Are your goals all that matter to you, or do you often take time to sit back, relax, and enjoy the journey itself?
Like most goal setters, I do enjoy floating from goal to goal. But what I’ve come to realise about the process is that the finish line is just a tiny blip in the grand scheme of things.
A few years ago, one of Daniel’s dreams was tying together his two biggest passions – motorbiking and kite surfing – with someone he loves. He’s since smashed this goal and done so much more with his life.
I wanted to find out more about Daniel’s approach to goal setting and how he’s managed to tick off so many items on his bucket list. Ironically, he’s not so hung up on the act of hitting the goals – he’s got his sights set on something bigger!
The different types of goal setters
Daniel rightly pointed out that many people approach goal setting in different ways, depending on their personal experiences or philosophy.
Daniel: “When I first started out, I realised that people fall into different categories when it comes to goal setting. There are a lot of disempowered people out there. These people see goals and think, ‘It’s just another way that I can prove to myself that I suck. I’m not going to achieve anything.’
And there’s another group of people who love goals because it’s a way for them to confirm how awesome they are. They believe that they’ll experience or achieve something bigger in the pursuit of becoming awesome and, ultimately, create more satisfaction.
However, I didn’t belong to any of these categories. Instead, I was somewhere in the middle, thinking to myself, ‘Goals again? Are we still crapping on about this old thing?’”
I was curious as to why Daniel wasn’t too hung up on setting and hitting goals. As it turns out, it stemmed from his personal experience of feeling empty even after hitting some of his most important career achievements.
Achieving goals isn’t everything
Daniel: “At some point in my life, I had it all – a convertible Audi, a high-rise apartment, you name it.
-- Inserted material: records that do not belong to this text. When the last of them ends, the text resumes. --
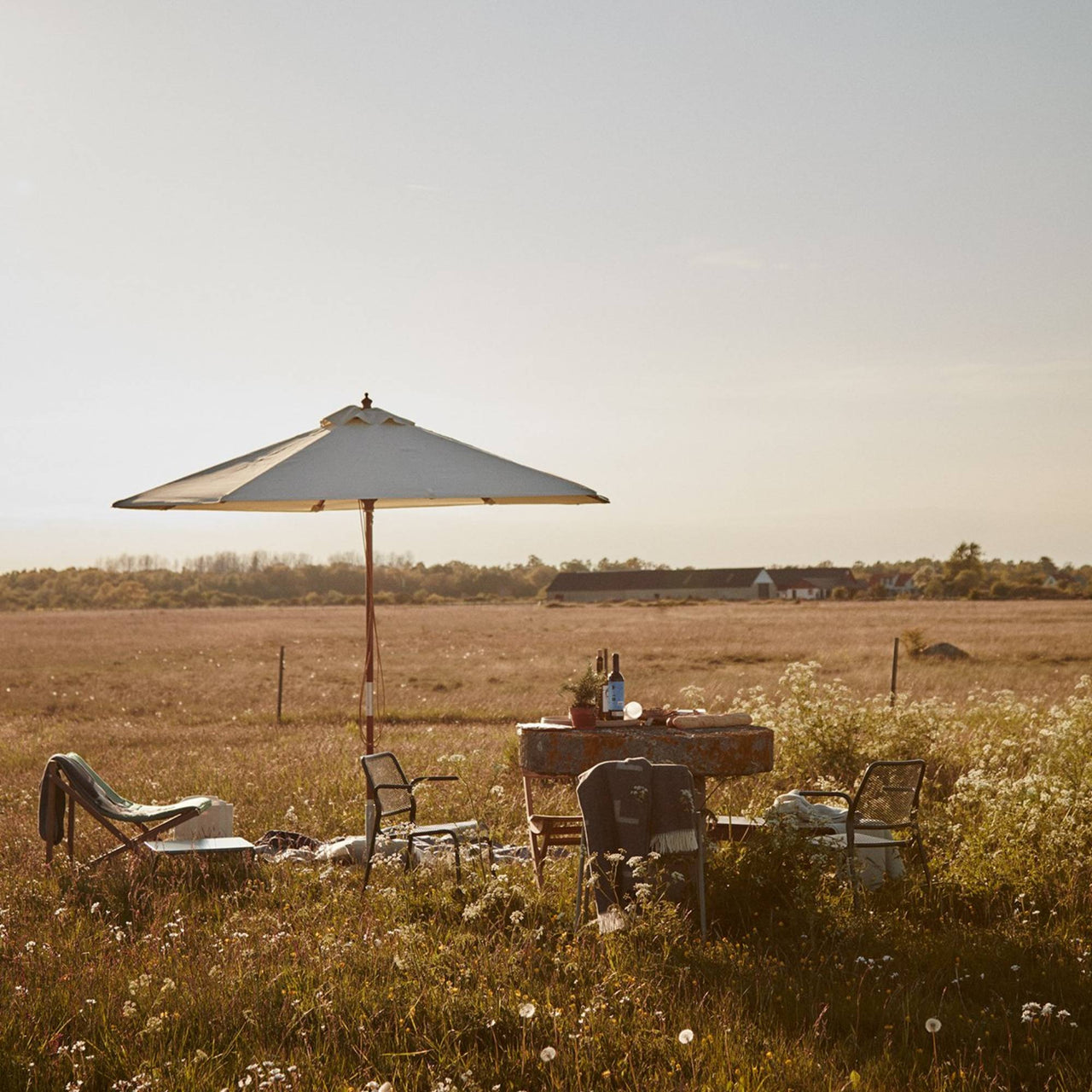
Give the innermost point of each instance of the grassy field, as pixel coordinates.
(132, 978)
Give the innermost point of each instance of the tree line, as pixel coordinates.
(229, 579)
(253, 579)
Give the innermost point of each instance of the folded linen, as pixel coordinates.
(709, 720)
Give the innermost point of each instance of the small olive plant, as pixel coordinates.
(585, 688)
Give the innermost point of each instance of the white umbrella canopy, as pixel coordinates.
(363, 457)
(363, 453)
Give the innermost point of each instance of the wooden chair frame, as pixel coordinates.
(546, 830)
(75, 795)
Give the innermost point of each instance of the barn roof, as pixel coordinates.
(659, 580)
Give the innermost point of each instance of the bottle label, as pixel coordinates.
(615, 697)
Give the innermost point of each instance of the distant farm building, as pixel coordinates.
(901, 584)
(817, 584)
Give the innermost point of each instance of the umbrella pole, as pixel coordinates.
(369, 655)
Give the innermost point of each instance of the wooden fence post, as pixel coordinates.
(280, 685)
(894, 671)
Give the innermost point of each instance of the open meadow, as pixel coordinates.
(133, 978)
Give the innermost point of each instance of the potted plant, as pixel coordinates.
(585, 694)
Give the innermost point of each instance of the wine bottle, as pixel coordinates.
(601, 706)
(605, 693)
(616, 693)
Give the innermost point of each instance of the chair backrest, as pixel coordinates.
(388, 783)
(888, 794)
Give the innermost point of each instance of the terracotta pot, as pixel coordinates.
(584, 717)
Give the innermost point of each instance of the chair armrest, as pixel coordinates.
(817, 792)
(433, 776)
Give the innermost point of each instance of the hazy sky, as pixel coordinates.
(784, 281)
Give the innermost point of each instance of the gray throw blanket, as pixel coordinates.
(105, 800)
(631, 808)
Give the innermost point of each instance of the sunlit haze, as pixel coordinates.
(787, 282)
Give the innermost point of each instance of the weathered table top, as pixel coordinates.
(560, 752)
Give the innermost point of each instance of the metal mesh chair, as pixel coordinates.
(627, 816)
(886, 800)
(393, 794)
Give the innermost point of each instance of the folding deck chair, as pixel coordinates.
(69, 779)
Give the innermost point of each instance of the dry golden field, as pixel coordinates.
(139, 979)
(503, 663)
But I was empty. All I had was money and nothing else. That’s when I came to the sinking realisation that hitting goals wasn’t everything. And it shifted something in my brain. It’s not about hitting the goal. But it’s the pursuit of the goal and who we become along the way – that’s so much more important and powerful.
That’s what we should focus on. Otherwise, we hit a goal and experience the same thing that happened to me. I had hit what was presumably the biggest, best goal in my life and still had nothing. Coming to this realisation has certainly helped me minimise the feeling of emptiness that may come after a major achievement.”
I’m sure many of us can relate to what Daniel shared (I know I can!). I sold my business about four years ago for seven figures, and despite the fat lump sitting in my bank account, I found myself asking, “Now what?”
So it’s not about the destination – it’s about the journey itself. Achieving your goals shouldn’t be the be-all and end-all. Instead, it could be a step to achieving an even bigger reward. For instance, as you move towards one goal, you could learn some things along the way, all of which can be applied to a bigger, hairier, audacious goal.
And that’s the beauty of it all!
The essence of goals
Daniel: “For me, the essence of goal setting is that it provides some benchmarks and criteria to keep myself on track. This might be a weird analogy, but I like to think of goals as a homing missile. For it to hit its target, it always has to track the target and then correct its course. And I think that’s what goals are like – they give us something [benchmarks and milestones] to go towards.”
I particularly like Daniel’s perspective on goal setting. At its core, it’s about laying out steps and milestones to move you along the path to the life you actually want. As you hit each new milestone, you discover more of who you are and unearth even bigger dreams that will move you to a whole new level.
Has this blog changed your perception of goal setting? Is your destination still the main focus, or will you be revelling in the journey itself?